Sommige vrouwen krijgen ook last van waandenkbeelden en verliezen het contact met de werkelijkheid. Je kunt dan een postpartum psychose hebben. Je denkt bijvoorbeeld dat het kind niet van jou is. Of je ziet in een flits dat je de baby van de commode laat vallen. Je kunt zo somber zijn dat je denkt dat jij of jouw baby beter dood kan zijn. Als deze signalen zich voordoen, is onmiddellijk deskundige hulp nodig.

Oorzaken van stemmingsstoornissen

We weten niet precies wat een stemmingsstoornis veroorzaakt. Wel is duidelijk dat zowel biologische en sociale als ook psychische factoren een rol spelen.

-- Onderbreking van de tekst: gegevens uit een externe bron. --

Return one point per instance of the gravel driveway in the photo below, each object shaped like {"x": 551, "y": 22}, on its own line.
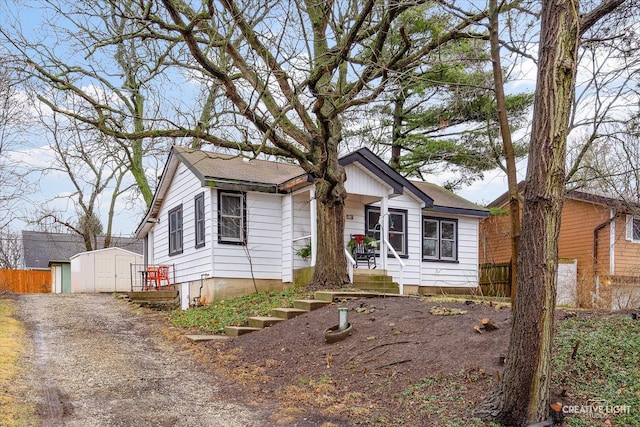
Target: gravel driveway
{"x": 96, "y": 362}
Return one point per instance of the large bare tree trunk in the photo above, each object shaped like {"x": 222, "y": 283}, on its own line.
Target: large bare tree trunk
{"x": 522, "y": 396}
{"x": 330, "y": 271}
{"x": 509, "y": 152}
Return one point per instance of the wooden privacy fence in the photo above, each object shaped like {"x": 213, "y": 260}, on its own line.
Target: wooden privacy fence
{"x": 495, "y": 279}
{"x": 25, "y": 281}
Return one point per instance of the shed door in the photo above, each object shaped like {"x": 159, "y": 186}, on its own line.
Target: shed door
{"x": 105, "y": 272}
{"x": 123, "y": 272}
{"x": 66, "y": 278}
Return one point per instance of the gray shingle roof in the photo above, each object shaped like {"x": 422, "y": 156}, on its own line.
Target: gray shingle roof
{"x": 239, "y": 169}
{"x": 445, "y": 199}
{"x": 40, "y": 248}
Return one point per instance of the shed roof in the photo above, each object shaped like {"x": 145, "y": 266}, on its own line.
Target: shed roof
{"x": 40, "y": 248}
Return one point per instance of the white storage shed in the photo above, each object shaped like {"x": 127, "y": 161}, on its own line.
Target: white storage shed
{"x": 103, "y": 270}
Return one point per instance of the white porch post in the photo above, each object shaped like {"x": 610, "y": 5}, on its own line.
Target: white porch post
{"x": 384, "y": 227}
{"x": 314, "y": 225}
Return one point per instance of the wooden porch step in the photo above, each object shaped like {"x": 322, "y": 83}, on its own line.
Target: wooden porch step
{"x": 261, "y": 322}
{"x": 152, "y": 295}
{"x": 331, "y": 296}
{"x": 287, "y": 313}
{"x": 236, "y": 331}
{"x": 309, "y": 304}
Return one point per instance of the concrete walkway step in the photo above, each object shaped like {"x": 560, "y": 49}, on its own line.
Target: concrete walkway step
{"x": 262, "y": 322}
{"x": 236, "y": 331}
{"x": 331, "y": 296}
{"x": 287, "y": 313}
{"x": 309, "y": 304}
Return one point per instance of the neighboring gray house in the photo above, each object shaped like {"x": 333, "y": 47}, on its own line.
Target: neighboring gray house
{"x": 228, "y": 223}
{"x": 53, "y": 251}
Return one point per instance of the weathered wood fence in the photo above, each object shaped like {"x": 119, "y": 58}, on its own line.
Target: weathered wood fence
{"x": 25, "y": 281}
{"x": 495, "y": 279}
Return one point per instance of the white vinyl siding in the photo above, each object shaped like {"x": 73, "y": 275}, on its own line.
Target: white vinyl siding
{"x": 200, "y": 220}
{"x": 192, "y": 261}
{"x": 175, "y": 230}
{"x": 262, "y": 253}
{"x": 464, "y": 272}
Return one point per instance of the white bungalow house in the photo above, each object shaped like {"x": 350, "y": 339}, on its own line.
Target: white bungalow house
{"x": 227, "y": 225}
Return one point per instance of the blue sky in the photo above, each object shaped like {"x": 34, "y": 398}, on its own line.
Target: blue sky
{"x": 34, "y": 151}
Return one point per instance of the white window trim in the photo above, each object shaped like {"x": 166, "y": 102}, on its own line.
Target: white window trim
{"x": 240, "y": 219}
{"x": 629, "y": 228}
{"x": 439, "y": 256}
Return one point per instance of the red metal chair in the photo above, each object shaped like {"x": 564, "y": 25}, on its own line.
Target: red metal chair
{"x": 156, "y": 276}
{"x": 362, "y": 251}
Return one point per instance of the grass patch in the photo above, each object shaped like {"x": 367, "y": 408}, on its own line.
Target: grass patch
{"x": 14, "y": 411}
{"x": 214, "y": 317}
{"x": 605, "y": 371}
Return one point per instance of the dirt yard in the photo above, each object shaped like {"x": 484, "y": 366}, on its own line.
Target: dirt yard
{"x": 99, "y": 361}
{"x": 395, "y": 343}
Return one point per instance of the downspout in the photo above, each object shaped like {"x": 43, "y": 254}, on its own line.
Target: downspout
{"x": 595, "y": 242}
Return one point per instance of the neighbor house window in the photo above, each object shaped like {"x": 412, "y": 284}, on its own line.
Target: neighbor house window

Erfelijke (genetische) factoren

Vaak speelt erfelijkheid een rol. Oftewel: je genetisch materiaal. Bekend is onder meer dat twee derde van alle mensen met manische depressiviteit een familielid heeft met een stemmingsstoornis.

Sociale factoren

Ook stressvolle omstandigheden kunnen bijdragen aan het ontstaan van een stemmingsstoornis. Denk bijvoorbeeld aan ernstige relatieproblemen, het overlijden van een dierbare of grote spanningen op het werk. Ook een ingrijpende positieve gebeurtenis kan het proces in gang zetten, zoals de geboorte van een kind gevolgd door een postpartum depressie.

Psychische factoren

Een stemmingsstoornis heeft te maken met bepaalde karaktereigenschappen en/of denkpatronen. Voorbeelden zijn perfectionisme, een laag zelfbeeld of het onvermogen om moeilijkheden zelfstandig op te lossen. Dit kan depressieve gevoelens of andere stemmingsstoornissen in de hand werken.